Staged at the long-gone Austin Opera House, it was a collaboration of now-foundational post-modern women artists — choreographer Deborah Hay, composer Pauline Oliveros and visual artist Tina Girouard. “Tasting the Blaze” was a monumental three-hour show consisting of 12 dances choreographed by Hay performed to a score by Oliveros, and with sets, costumes and environmental effects, including a grand asymmetric, free-form pavilion designed by Girouard. A total of 60 dancers and musicians performed.

Before the premiere on April 29, 1985, posters went up around Austin advertising the show with a phone number to call for tickets.
“Unfortunately the phone number was misprinted and the unsuspecting person who answered her phone was absolutely deluged with calls,” says Chris Cowden, the current executive director of Women & Their Work. “She threatened to sue for harassment. It was a mess all around.”
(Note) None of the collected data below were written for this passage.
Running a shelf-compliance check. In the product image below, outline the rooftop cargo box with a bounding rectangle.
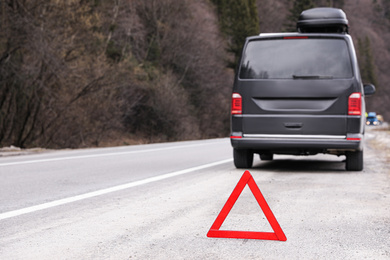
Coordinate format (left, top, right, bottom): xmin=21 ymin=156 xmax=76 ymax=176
xmin=297 ymin=7 xmax=348 ymax=33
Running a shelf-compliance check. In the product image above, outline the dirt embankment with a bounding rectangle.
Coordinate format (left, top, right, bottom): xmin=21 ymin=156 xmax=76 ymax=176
xmin=366 ymin=124 xmax=390 ymax=163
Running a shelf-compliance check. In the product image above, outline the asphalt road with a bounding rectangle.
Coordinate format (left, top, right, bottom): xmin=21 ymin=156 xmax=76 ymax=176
xmin=0 ymin=133 xmax=390 ymax=259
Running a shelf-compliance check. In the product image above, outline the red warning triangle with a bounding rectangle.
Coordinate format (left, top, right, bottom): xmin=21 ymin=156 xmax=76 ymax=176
xmin=207 ymin=171 xmax=287 ymax=241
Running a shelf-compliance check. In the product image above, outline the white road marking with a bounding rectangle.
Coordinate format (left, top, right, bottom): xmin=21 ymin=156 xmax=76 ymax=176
xmin=0 ymin=159 xmax=232 ymax=220
xmin=0 ymin=142 xmax=225 ymax=167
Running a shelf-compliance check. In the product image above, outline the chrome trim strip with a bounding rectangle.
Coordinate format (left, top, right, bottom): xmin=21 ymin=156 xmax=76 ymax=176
xmin=244 ymin=134 xmax=347 ymax=139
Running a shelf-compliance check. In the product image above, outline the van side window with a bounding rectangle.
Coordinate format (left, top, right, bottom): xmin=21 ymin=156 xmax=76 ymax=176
xmin=239 ymin=38 xmax=353 ymax=79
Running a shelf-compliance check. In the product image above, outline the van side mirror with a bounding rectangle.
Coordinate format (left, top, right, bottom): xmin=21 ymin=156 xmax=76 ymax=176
xmin=364 ymin=84 xmax=375 ymax=95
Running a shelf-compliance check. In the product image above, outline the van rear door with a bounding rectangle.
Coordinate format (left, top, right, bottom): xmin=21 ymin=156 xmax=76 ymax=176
xmin=238 ymin=35 xmax=356 ymax=137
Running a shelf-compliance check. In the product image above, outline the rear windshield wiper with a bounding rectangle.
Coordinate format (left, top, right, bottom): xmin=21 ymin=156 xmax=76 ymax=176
xmin=293 ymin=75 xmax=333 ymax=79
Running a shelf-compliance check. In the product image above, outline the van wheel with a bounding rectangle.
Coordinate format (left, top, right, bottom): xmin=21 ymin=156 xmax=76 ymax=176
xmin=345 ymin=151 xmax=363 ymax=171
xmin=233 ymin=149 xmax=253 ymax=168
xmin=260 ymin=153 xmax=274 ymax=161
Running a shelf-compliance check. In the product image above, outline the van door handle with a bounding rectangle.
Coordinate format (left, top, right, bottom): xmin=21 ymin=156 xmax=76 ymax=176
xmin=284 ymin=123 xmax=303 ymax=129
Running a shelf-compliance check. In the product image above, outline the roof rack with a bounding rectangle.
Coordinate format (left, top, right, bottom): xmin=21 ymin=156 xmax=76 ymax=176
xmin=297 ymin=7 xmax=348 ymax=33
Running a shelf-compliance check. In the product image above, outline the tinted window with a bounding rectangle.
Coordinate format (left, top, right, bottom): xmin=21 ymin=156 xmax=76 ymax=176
xmin=240 ymin=39 xmax=352 ymax=79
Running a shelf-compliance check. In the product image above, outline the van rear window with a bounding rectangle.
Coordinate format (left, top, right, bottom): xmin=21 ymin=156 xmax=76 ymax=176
xmin=239 ymin=39 xmax=353 ymax=79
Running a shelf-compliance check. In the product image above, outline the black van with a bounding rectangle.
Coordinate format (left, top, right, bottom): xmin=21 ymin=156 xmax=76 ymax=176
xmin=231 ymin=8 xmax=375 ymax=171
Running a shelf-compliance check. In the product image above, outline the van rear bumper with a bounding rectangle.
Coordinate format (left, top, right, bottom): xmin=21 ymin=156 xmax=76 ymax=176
xmin=230 ymin=133 xmax=364 ymax=151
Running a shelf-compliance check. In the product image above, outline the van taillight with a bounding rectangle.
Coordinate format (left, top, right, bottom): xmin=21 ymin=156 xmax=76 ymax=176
xmin=232 ymin=93 xmax=242 ymax=115
xmin=348 ymin=92 xmax=362 ymax=116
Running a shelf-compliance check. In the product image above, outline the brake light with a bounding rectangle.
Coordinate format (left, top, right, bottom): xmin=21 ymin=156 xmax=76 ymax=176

Now that poster along with more than 80 boxes of material representing more than 40 years of Women & Their Work’s organizational operations have been acquired by the Smithsonian’s Archives of American Art.
“Women & Their Work has fostered feminist art and art by women from across the nation since the 1970s, and the archives is thrilled to be the home of these records documenting its foundational decades,” said Josh T. Franco of the Archives of American Art.
“The Women & Their Work records join those of many of their notable peers, institutions generated by dedicated grass-roots arts communities whose decades of work resulted in significant national impact. These include the records of Art in General, the Woman’s Building, Gallista Gallery, Modern Multiples, Artists Talk On Art, Skowhegan School of Painting and Sculpture, Washington Project for the Arts, and many more.”
Correspondence with artists, slides and work samples, press clippings, exhibition brochures and videos of performances are among the materials that will now reside in the archives, the world’s largest repository of primary source material on the history of the visual arts in the United States.
With a history that dates to 1978, Women & Their Work played host to now widely-recognized artists, performers, poets, and scholars among them Coco Fusco, Bettye Saar, Howardena Pindell, Lucy Lippard, Marcia Tucker, Liz Lerman, the Guerrilla Girls, Urban Bush Women, Maxine Kumin, Muriel Rukeyser and Bebe Miller.
There’s an early 1980s letter to Georgia O’Keeffe inviting her to give a talk. (She declined). And there’s the letter from 1981 acknowledging that Women & Their Work is the first in Texas to receive a visual arts grant from the National Endowment of the Arts. Records pertaining to scores of regionally recognized artists are also in the archive.

Recently Women & Their Work moved into a new, permanent home on East Cesar Chavez Street. And while that meant moving all the organization’s records, it also gave staff the chance to pour through four decades of history.
Related: “Women & Their Work Buys a Building of its Own”
Women & Their Work gallery director Rachel Stuckey said that she enjoyed seeing the transition from analog correspondence to email unfold.
“It’s particularly endearing seeing printed out Yahoo emails with handwritten or typewritten replies that were then taken back to the computer to be typed into the browser,” Stuckey said. “Email subject lines tended to be funny, exuberant, or emotional in ways that might seem gauche by today’s standards, but give a wonderful impression of the highs and lows of being an artist reckoning with online space and new ways of communicating.”
On the organization’s website, Stuckey has helped flesh out entries dating back to 1977, the earliest days of Women & Their Work, when it was a one-room office above the Revco drugstore on Guadalupe Street across the street from UT.
Stuckey said: “When time machines are invented, I’ll be traveling back in Women & Their Work history to see “Radiation Risk Reception Area” (1982), “Intimate Lives: Work by Ten Contemporary Latina Artists” (1993), Anitra Blayton’s “Journal” (1995), the Tré Arenz retrospective “One of Us” (2004), catch Ellen Fullman’s concerts on the “Long Stringed Instrument”(1986), and any of Heloise Gold’s incredible looking performances, but especially “In Mary’s House” (1985) and “Further Adventures in the Palace: An Operetta” (1987).”
The Smithsonian has only acquired materials dated prior to Women & Their Work’s recent move to its new building. Transfer of those materials is currently underway.